Skynyrd members wanted to go out on their terms, rather than having touring taken away from them.
Guitarist, singer and last remaining original member of Lynyrd Skynyrd, Gary Rossington was sidelined by a heart attack in 2015, and health issues have taken a toll on him since then, according to guitarist Rickey Medlocke. The band wanted to give fans a proper farewell tour before another health setback or other problem forced them into retirement.
The group had planned a three-year final tour, but the pandemic interrupted things as the third year was just beginning. Now, the band is doing a handful of dates each month up to November, and these shorter runs may continue into the future.
Rossington said he’s in better health than he was when farewell tour plans were assembled. The pandemic also renewed the band members’ appreciation for playing live and connecting with fans, and with each other as bandmates.
So it’s on with the show, and Medlocke said the band’s performances will go beyond the expected selection of hits and fan favorites.
“It’s a mixed bag of tricks,” Medlocke said of the set list, which will include songs Lynyrd Skynyrd has not played live for some time.
Lynyrd Skynyrd’s career represents one of rock’s most triumphant and tragic tales. The group, based in Jacksonville, Fla., overcame hardscrabble beginnings and several personnel changes to scrap their way to a record deal in the early 1970s with a hard-hitting but soulful brand of Southern rock.
With early hits like the epic “Free Bird” and “Sweet Home Alabama” helping them gain a foothold, Lynyrd Skynyrd appeared to be hitting a musical peak with their fifth album, the 1977 release “Street Survivors.” But the album had been out only three days when an Oct. 20 plane crash claimed the lives of singer/songwriter and band leader Ronnie Van Zant, guitarist Steve Gaines and backing singer Cassie Gaines, Steve’s sister, along with serious injuries to others.
It looked like Lynyrd Skynyrd had come to a sudden, premature and tragic end. But in 1987, surviving members Rossington, guitarist Allen Collins, bassist Leon Wilkeson, keyboardist Billy Powell and drummer Artimus Pyle decided to revive the group, bringing in guitarist Ed King, who was in Skynyrd from 1972 to 1975, and singer Johnny Van Zant to replace his late brother Ronnie in the new edition of the group.
Lynyrd Skynyrd has been together ever since, putting out eight studio albums and several live releases, while remaining a popular touring act.
The current lineup includes Rossington; Van Zant; Medlocke, an early member of Skynyrd from 1971-72 before he went on to form the band Blackfoot; Michael Cartellone on drums; Mark Matejka, guitar; Peter Keys, keyboards; and Keith Christopher, bass.

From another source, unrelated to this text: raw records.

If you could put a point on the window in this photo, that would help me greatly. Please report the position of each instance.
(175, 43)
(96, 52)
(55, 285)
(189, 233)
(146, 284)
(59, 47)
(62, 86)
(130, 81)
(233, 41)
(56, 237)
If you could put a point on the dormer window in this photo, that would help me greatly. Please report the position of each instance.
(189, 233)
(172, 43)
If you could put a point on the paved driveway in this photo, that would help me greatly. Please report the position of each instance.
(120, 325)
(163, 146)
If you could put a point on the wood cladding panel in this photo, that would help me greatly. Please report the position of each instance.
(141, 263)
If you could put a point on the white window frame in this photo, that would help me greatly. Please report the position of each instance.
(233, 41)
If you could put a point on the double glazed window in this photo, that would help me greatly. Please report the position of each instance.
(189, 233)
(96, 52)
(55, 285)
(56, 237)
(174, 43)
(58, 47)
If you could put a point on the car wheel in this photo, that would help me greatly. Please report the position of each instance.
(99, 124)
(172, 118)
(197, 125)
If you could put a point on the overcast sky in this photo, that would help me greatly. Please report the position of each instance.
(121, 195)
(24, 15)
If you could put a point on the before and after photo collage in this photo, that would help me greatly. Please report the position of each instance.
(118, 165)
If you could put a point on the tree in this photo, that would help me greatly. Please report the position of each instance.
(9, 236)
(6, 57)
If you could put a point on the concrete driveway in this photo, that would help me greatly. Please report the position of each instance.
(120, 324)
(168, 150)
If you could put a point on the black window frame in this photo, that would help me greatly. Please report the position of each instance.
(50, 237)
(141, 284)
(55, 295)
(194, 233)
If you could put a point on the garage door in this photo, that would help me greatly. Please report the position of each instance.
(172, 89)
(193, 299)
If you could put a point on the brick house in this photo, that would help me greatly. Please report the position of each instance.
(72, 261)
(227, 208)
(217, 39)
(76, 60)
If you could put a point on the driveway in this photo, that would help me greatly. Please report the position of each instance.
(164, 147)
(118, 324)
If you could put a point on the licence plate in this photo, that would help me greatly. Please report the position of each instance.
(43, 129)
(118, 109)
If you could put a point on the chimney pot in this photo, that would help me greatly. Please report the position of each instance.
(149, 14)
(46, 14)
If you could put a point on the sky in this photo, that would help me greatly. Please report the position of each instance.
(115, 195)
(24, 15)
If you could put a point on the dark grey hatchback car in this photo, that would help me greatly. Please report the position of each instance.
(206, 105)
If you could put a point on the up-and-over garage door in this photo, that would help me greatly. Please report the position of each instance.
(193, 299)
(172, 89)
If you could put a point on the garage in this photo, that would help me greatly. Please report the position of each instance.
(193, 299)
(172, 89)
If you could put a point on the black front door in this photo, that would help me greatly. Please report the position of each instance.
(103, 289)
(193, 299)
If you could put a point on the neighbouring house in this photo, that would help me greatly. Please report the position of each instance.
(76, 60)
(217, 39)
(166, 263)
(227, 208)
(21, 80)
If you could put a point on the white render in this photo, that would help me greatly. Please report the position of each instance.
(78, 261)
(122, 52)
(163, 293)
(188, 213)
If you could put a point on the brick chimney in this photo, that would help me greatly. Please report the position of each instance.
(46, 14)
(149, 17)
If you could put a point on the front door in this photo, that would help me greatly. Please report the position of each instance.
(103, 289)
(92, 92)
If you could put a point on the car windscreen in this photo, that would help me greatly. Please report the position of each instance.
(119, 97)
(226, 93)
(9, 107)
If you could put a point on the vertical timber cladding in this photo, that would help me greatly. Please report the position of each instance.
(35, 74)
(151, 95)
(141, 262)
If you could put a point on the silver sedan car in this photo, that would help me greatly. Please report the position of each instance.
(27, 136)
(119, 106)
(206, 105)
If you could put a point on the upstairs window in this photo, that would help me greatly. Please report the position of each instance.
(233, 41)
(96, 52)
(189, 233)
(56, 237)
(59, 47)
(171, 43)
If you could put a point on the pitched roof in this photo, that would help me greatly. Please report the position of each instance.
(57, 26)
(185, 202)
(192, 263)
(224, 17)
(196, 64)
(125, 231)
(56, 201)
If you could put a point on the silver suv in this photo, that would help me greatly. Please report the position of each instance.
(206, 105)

The history of Lynyrd Skynyrd is told in a recent documentary, “If I Leave Here Tomorrow.” Medlocke said the film gave Rossington a chance to tell the band’s story from his own perspective and praised it for capturing the brotherhood that existed during Skynyrd’s early years, not just the conflicts highlighted in other documentaries.
“It portrays the guys as a band of brothers that got together with an incredible writer named Ronnie Van Zant, along with Gary [Rossington] and Allen [Collins], and came up with stuff that was from the heart, that really, really made history,” Medlocke said. “There are happy moments as well as sad moments. It’s a roller coaster ride through the history of Lynyrd Skynyrd, and I’m very happy that Gary had a chance to get on film and tell his side of everything.”